El jefe del Estado Mayor, vestido con un impecable pantalón de color aceituna y una camisa de color caqui con la gorra doblada y sujeta bajo una charretera -el uniforme del soldado cuyo campo de batalla era la política-, rompió el silencio que siguió con lo que creyó que era la pregunta pertinente. Preguntó lo que todos en aquella habitación, incluidos los que habían escuchado en televisión el testimonio de los testigos presenciales, querían saber desde el principio:

– ¿Por qué lo llamó Kobi?

– ¡Ah! -repuso el primer ministro.

– Yo pensaba que Guttman lo odiaba con toda su alma. Sin embargo, se dirigió a usted como si fueran viejos amigos.

– Rav Aluf, si alguien debería conocer la respuesta a esa pregunta es usted. -El primer ministro se recostó en su asiento.

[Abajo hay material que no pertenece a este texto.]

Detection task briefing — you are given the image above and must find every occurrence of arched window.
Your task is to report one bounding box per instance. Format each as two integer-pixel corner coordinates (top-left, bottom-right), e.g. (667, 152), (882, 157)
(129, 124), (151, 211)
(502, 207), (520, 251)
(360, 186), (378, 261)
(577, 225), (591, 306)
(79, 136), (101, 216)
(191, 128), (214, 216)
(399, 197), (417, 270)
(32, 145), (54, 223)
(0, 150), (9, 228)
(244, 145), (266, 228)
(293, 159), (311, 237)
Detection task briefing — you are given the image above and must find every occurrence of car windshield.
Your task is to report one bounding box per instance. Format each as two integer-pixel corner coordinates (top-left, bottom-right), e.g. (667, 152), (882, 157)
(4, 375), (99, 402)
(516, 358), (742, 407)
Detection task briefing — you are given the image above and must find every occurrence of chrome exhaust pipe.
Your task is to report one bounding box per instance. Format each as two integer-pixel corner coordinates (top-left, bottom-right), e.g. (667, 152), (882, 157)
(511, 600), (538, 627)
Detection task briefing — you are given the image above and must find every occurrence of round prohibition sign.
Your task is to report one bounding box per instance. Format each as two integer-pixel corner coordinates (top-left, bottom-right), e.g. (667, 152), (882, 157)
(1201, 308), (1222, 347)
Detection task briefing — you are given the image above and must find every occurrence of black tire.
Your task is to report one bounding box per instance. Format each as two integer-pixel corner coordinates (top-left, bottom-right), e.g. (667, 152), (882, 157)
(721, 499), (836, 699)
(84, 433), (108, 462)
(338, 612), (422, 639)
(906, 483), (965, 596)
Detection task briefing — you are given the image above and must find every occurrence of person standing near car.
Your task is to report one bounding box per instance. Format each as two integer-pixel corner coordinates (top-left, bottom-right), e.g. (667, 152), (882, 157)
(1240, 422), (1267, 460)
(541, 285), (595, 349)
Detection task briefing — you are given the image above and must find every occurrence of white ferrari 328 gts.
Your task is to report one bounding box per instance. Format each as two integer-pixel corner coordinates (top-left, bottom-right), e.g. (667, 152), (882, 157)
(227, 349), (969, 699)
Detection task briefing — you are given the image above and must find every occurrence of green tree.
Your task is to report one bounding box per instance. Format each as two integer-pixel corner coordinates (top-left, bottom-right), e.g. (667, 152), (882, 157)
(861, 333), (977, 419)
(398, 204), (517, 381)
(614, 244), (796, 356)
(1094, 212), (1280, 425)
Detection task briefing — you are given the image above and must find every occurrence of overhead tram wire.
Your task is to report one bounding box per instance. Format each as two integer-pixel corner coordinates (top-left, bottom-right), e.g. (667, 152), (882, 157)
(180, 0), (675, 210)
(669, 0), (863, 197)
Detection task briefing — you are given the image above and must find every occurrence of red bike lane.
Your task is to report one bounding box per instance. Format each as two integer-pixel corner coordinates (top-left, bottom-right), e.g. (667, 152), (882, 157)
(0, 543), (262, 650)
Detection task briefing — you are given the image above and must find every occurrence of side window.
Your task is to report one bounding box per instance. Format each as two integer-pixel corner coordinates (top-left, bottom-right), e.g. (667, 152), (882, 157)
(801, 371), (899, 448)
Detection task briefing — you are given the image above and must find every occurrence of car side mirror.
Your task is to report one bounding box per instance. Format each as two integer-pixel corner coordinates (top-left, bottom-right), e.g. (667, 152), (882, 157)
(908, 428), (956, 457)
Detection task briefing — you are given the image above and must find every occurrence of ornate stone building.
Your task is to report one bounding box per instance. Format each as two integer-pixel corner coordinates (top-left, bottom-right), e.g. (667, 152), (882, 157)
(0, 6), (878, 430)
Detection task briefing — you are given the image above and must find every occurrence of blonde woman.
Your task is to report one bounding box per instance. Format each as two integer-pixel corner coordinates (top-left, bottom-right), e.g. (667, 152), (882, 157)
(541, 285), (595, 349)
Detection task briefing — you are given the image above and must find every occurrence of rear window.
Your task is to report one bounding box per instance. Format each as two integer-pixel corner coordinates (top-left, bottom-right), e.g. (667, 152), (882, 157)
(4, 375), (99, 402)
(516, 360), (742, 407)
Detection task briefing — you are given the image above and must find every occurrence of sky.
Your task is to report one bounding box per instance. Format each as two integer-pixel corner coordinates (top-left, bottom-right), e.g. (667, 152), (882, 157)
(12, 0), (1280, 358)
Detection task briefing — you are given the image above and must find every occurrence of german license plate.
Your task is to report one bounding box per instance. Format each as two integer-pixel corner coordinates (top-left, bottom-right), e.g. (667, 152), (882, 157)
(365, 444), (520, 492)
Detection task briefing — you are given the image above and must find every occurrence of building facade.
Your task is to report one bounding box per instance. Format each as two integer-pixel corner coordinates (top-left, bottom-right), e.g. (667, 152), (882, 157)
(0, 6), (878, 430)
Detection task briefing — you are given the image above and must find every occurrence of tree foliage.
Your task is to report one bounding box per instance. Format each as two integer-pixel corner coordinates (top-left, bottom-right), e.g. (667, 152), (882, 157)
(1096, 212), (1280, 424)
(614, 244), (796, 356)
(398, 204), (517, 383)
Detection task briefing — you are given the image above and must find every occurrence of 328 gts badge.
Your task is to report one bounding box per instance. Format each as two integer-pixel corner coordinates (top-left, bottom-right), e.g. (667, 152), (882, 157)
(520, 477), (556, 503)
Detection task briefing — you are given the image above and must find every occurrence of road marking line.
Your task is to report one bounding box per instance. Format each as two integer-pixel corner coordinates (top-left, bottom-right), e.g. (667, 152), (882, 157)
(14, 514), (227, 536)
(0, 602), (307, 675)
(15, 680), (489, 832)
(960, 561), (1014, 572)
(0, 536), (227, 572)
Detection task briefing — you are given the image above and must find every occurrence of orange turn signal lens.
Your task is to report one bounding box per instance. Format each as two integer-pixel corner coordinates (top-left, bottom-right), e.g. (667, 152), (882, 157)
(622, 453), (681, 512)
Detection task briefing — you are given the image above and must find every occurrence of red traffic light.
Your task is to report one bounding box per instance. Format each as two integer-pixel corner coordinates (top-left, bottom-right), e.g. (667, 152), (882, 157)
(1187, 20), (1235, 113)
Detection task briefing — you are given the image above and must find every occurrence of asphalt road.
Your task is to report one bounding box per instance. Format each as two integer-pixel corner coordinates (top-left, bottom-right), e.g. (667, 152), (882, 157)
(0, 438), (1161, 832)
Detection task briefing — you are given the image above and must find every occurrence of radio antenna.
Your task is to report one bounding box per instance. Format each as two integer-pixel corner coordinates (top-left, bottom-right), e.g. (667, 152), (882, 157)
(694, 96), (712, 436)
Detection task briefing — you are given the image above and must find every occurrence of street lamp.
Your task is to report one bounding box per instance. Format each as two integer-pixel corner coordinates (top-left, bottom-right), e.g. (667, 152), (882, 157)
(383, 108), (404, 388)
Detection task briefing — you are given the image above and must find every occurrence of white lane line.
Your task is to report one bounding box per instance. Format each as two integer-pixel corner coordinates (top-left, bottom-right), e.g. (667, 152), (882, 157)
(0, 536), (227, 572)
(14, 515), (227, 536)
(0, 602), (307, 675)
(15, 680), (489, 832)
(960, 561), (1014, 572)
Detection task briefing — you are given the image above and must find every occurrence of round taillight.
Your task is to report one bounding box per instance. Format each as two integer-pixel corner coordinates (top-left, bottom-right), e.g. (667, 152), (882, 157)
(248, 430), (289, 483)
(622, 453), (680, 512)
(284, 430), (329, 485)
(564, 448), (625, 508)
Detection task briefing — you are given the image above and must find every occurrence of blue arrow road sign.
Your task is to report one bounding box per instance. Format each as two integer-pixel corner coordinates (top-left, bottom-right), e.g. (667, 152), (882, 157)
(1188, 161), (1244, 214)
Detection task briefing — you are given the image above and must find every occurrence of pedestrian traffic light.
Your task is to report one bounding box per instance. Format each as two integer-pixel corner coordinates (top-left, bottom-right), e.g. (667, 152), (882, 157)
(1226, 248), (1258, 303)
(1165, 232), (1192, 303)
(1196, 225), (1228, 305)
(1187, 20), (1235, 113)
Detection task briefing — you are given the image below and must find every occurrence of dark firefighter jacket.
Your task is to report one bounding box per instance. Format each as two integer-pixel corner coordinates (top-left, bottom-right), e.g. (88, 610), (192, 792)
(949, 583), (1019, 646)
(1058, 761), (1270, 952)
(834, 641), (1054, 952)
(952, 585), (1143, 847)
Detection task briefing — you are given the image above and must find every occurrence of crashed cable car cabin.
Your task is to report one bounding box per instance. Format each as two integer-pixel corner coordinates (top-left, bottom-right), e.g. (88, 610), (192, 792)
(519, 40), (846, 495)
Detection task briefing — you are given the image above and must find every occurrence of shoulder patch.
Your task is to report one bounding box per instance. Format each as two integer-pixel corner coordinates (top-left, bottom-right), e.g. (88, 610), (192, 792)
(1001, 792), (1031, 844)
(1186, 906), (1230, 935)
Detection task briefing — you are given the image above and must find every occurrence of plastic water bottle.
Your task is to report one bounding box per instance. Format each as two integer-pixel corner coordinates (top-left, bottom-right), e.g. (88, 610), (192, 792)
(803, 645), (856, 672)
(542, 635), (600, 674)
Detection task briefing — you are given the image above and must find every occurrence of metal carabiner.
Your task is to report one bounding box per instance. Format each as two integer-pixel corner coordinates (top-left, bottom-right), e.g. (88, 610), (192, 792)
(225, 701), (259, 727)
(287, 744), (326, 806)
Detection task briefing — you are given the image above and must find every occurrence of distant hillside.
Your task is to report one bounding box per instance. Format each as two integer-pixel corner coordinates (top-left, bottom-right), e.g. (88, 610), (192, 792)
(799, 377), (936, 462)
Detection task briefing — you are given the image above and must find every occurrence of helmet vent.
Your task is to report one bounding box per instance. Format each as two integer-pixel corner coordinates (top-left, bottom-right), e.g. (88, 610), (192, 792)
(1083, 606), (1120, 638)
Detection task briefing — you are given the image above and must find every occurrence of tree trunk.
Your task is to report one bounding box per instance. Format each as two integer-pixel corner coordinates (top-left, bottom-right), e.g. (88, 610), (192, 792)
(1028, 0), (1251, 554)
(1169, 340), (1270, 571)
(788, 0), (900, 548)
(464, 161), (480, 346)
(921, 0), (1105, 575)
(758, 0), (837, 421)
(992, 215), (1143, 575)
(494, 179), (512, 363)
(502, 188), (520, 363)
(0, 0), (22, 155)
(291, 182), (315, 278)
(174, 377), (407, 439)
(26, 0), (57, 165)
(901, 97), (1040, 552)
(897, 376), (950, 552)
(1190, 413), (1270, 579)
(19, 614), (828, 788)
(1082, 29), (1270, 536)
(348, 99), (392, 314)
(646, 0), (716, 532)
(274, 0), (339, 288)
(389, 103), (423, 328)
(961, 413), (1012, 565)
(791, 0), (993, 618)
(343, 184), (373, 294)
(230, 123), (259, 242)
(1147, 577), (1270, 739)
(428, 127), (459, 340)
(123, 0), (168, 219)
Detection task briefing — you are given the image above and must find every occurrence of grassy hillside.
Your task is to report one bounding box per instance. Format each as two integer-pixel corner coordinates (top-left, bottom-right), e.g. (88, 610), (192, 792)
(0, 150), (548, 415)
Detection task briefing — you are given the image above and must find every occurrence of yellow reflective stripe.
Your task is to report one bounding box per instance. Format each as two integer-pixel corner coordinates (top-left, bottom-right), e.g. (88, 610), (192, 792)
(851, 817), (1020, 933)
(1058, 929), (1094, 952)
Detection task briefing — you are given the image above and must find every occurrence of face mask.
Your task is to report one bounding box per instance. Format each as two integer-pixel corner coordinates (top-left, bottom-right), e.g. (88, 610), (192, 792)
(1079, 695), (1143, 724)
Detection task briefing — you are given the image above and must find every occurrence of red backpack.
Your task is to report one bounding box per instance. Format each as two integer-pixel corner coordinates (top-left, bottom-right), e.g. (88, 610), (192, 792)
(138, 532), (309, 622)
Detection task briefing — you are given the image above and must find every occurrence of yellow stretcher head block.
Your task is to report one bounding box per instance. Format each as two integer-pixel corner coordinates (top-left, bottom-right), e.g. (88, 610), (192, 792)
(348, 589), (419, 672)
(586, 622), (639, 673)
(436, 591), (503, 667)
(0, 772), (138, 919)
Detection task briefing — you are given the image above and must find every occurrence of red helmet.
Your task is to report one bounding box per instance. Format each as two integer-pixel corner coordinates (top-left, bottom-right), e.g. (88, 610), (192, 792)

Normalmente prefería fijar la vista en un punto en el espacio en lugar de mirar a sus colegas. Kobi era el hombre que yo fui hace mucho, mucho tiempo. -El ministro de Defensa se movió en su asiento y lanzó una mirada al general-. Así me llamaban mis compañeros del ejército. Formábamos una buena unidad, una de las mejores. En el sesenta y siete tomamos una colina, solo nosotros: una treintena de hombres. ¿Y saben quién fue el más valiente, mucho más que yo a pesar de lo que Amir, aquí presenté, declara a los periódicos? Un joven profesor de la Universidad Hebrea llamado Shimon Guttman.

Capitulo 5

Jerusalén, lunes, 9.28 h

Por primera vez desde que llegó, los que le registraban el equipaje eran árabes. Todas las personas con las que se había cruzado desde que su vuelo transoceánico había aterrizado, eran judíos israelíes. Pero en ese momento, ante la entrada del consulado de Estados Unidos, situado en la calle Agron, estaba aguardando a que un palestino le permitiera pasar. Eso sí, un palestino que lucía en su uniforme las insignias de Estados Unidos. En circunstancias normales, a una funcionaria del gobierno estadounidense -y eso era Maggie nuevamente- la habrían dejado pasar sin más trámites; pero el conductor le había explicado que estaban viviendo momentos especialmente tensos, de modo que tardaría un poco más. Uno de los guardias insistió en que Maggie le entregara el móvil hasta que apareció un superior que le ordenó que la dejara pasar.

La hicieron entrar en un pequeño vestíbulo de seguridad atendido por un marine situado detrás de un vidrio blindado que controlaba una serie de monitores de televisión. Mientras observaba las pantallas, Maggie repasó por enésima vez su escena con Judd Bonham. El tipo la había manipulado como un maestro y había seguido los mismos pasos que ella habría dado en su lugar. Apeló a su conciencia y halagó su ego, como ella había hecho cientos de veces con delegados, embajadores y asesores presidenciales. La puso a su mismo nivel, al revelarle lo que sabía, y le ofreció una zanahoria y, tal como dictaban los manuales, esta última había sido elegida para tocar la fibra sensible del bando que se resistía: en su caso, su deseo de borrar el pasado y hacer tabla rasa. Siempre intentaban descubrir el punto débil del adversario, pero la mortificaba que el suyo hubiera sido tan evidente.

Bonham sabía que sería coser y cantar. Primero un poco de presión para intimidar; luego una demostración de amabilidad y empatía. El modelo clásico. El policía que interroga, primero te tira de la silla y después te da una palmadita y te ofrece un cigarrillo. El poli bueno y el poli malo interpretados por la misma persona. Ella misma lo había hecho un montón de veces.

Su mirada se posó en el marine. Le costaba creer que hubiera vuelto a todo aquello. Instintivamente, examinó la escena. Era lógico que los niveles de seguridad realmente importantes se confiaran solo a personal estadounidense. La contratación de gente local era una cuestión política: la presencia de personal palestino subrayaba el hecho de que el consulado de Estados Unidos en Jerusalén constituía la delegación estadounidense ante los palestinos; una operación totalmente distinta de la de la embajada en Tel Aviv, que representaba a Estados Unidos ante los israelíes.